Jesus then began to share with them many signs that would point to the time of the end of the age. Among those Jesus cites are these: "Nation will rise against nation, and kingdom against kingdom. There will be famines and earthquakes in various places. All these are the beginning of birth pains" (Matthew 24:7-8).

Earthquakes are becoming so commonplace that they hardly make the news, unless they create major chaos and death. Why, just last week there was an earthquake centered in Indiana and felt as far away as Wisconsin. And there was a rather strong earthquake that rocked portions of Chile once again. But, we seemingly are learning to live with the thoughts of earthquakes.

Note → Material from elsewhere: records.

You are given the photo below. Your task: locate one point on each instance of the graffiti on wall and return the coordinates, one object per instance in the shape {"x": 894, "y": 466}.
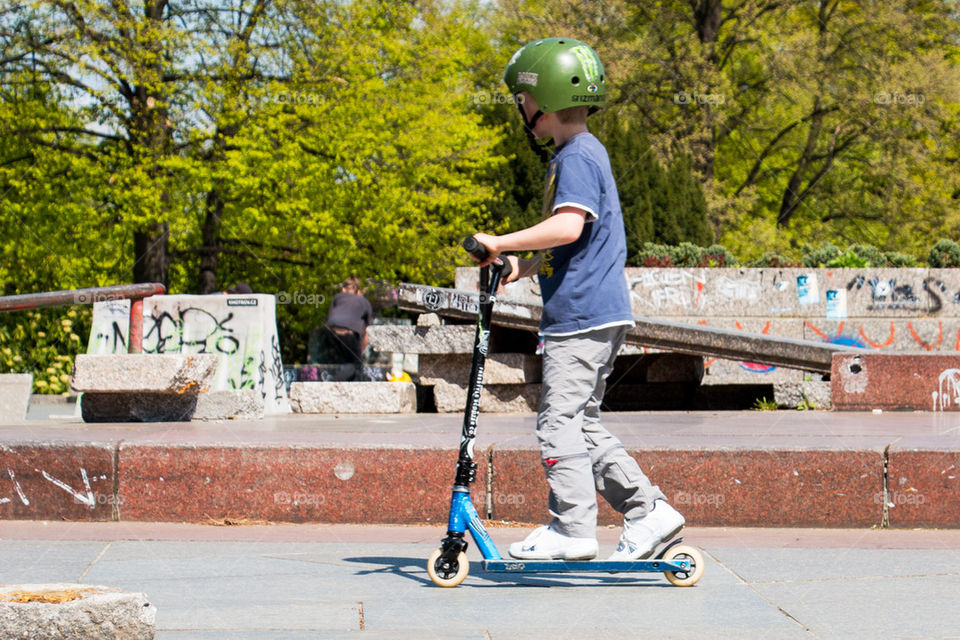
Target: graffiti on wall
{"x": 240, "y": 329}
{"x": 84, "y": 495}
{"x": 111, "y": 327}
{"x": 656, "y": 289}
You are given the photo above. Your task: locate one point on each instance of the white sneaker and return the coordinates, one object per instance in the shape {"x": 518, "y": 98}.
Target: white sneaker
{"x": 641, "y": 536}
{"x": 546, "y": 544}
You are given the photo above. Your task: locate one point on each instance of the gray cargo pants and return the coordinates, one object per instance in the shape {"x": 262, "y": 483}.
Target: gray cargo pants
{"x": 578, "y": 454}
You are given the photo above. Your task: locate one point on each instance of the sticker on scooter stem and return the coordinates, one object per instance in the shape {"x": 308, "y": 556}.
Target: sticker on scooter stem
{"x": 436, "y": 299}
{"x": 484, "y": 341}
{"x": 432, "y": 299}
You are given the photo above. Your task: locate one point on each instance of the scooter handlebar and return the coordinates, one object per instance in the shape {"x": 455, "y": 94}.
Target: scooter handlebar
{"x": 478, "y": 251}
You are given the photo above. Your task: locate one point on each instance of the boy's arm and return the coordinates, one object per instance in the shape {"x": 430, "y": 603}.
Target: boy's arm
{"x": 563, "y": 227}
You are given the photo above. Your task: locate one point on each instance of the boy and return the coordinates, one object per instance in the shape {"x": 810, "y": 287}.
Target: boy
{"x": 557, "y": 83}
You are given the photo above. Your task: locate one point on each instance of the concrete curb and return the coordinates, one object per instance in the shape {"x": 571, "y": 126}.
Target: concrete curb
{"x": 717, "y": 484}
{"x": 72, "y": 611}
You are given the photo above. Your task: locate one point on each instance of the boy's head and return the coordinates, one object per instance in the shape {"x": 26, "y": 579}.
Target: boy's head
{"x": 351, "y": 285}
{"x": 561, "y": 75}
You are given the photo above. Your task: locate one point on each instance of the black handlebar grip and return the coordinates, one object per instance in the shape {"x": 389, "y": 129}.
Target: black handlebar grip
{"x": 474, "y": 248}
{"x": 478, "y": 251}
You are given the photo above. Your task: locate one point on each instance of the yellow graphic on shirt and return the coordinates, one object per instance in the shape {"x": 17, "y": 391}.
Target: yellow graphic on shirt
{"x": 549, "y": 193}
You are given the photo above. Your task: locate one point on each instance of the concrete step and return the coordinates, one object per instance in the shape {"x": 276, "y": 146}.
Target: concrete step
{"x": 720, "y": 469}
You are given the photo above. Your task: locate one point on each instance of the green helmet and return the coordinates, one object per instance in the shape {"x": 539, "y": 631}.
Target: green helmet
{"x": 558, "y": 73}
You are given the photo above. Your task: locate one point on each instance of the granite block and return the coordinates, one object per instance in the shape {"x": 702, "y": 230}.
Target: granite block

But, the word that intrigued me was that of famines. Now we usually think of famines as a result of drought, a lack of rain. One thinks of the famines that ravage the sub-Saharan regions of Africa. But, might there be other causes of famines. I recently heard a news reporter saying that the freezing conditions that the American deep south experienced just before and immediately after Christmas, could bring a famine of fruits and vegetables that could last well into this year. When was the last time you associated famine with frost? I sure hadn't linked the two.

Then, just this morning, I read an article from AOL News titled, "US Bumblebee Population in Sharp Decline." The article begins, "The population of bumblebees in the United States is in a kind of free fall, dropping 96 percent over the past two decades, according to a new study that has scientists alarmed." Those scientists are theorizing that the sharp decline in bumblebees is due to an increased fungal infection and genetic defects from inbreeding. But here was the interesting quote from Sydney Cameron, the head author of the study and professor at the University of Illinois: "The bumblebee is wild, but it pollinates commercial crops from tomatoes to coffee, and its disappearance would have a dire effect on food sources." He didn't use the word famine, but you know that was what he was thinking.

A declining bumblebee population, coupled with the already well-recorded decline in the honeybee population, and there should be cause for alarm. Without proper pollination, plants will not produce their fruits. Could the lack of bees be another indicator that we are living in the end times? I don't think it is a mere coincidence that record-setting frosts and now a study of declining bee populations both occur within days of each other.

Famines - a reality that seems to have the ability to grow even stronger in the coming year. Just another reason to be ready to hear the trumpet.